A rigorous approach to implementation includes clear phasing, financial analysis, and defined pathways, which align strategic vision with operational capacity and available resources.

Implementation-focused planning also integrates monitoring and feedback mechanisms, enabling campuses to evaluate progress, recalibrate strategies, and respond to evolving academic, social, and environmental conditions.

By grounding planning in practical realities and defining clear steps for execution, campuses can transform ambitious visions into tangible outcomes that enhance operations, strengthen the student experience, and advance institutional objectives.

8. Storytelling and Communication

The most effective campus plans incorporate storytelling as a core strategy, shaping how a university’s identity, values, and aspirations are projected, experienced, and evolved.

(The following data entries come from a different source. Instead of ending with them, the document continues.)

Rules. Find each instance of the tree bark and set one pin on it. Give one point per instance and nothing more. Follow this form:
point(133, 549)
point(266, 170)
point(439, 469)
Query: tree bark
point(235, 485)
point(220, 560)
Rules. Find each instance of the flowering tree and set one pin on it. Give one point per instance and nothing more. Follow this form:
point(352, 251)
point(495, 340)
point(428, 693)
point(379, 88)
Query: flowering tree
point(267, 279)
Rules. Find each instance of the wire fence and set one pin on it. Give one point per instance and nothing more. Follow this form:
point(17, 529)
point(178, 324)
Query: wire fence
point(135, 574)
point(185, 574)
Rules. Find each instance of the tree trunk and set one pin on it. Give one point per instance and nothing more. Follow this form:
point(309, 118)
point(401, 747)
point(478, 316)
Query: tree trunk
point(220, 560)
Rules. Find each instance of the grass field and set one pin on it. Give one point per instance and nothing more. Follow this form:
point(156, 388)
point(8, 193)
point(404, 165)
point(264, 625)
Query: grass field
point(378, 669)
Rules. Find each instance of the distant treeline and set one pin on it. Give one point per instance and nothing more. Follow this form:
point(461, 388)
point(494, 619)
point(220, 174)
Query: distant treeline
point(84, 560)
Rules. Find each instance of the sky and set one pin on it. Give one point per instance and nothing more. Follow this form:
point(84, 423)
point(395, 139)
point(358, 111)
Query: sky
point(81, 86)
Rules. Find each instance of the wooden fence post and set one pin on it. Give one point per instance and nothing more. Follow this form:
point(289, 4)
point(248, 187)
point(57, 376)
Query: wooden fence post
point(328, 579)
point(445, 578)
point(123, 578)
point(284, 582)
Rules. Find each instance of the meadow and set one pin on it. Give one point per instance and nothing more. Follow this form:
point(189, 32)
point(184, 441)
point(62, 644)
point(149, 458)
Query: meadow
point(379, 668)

Storytelling can be integrated into three key elements:

  • The campus plan document has the potential to tell a compelling story of place, process, and relationships through highly interactive visuals and supporting narratives.
  • The campus planning process, when forward-looking, transforms itself into an engaging and participatory story. It captures diverse perspectives and co-creates a shared vision for the campus’s evolving future.
  • The campus physical space design can manifest storytelling through architecture, landscapes, and pedestrian-focused circulation systems, making institutional values, history, and aspirations legible to all users. Dynamic academic, cultural, and community-facing programming, interpretive features, and adaptive spaces communicate these narratives in real time, turning the campus into a living, experiential story that evolves with its society.

The Final Word

Reflecting on my experiences in campus planning throughout 2025, the discipline is evolving from a primarily technical exercise into a deeply relational practice. Campuses are emerging as models of social inclusion, climate resilience, and intellectual collaboration where physical spaces, programmatic vision, and community engagement are intertwined.

These transformations suggest that the integrated campus of the future will not be measured by the extent of its built footprint but by its openness, adaptability, and responsiveness.

Ultimately, the success of campus planning lies in its capacity to weave together people, place, and purpose, creating environments that are vibrant, resilient, and meaningful for generations to come.

Exceptional campus plans and the institutions behind them will distinguish themselves by their ability to invite participation, evolve with changing needs, and continuously align place with purpose.

Author Biography

Khatereh Baharikhoob, BArch, MUD, RPP, MCIP, OALA, CSLA, is an urban designer, landscape architect, and registered professional planner. As a principal at Brook McIlroy, she leads multidisciplinary urban design and master planning projects, including community plans, campus master plans, visioning initiatives, and public engagement processes. Baharikhoob, an IAP2-certified engagement specialist, excels at designing and delivering inclusive community engagement strategies across all aspects of her work. She combines technical expertise with innovative leadership to help shape places and communities that foster inclusion, belonging, and well-being.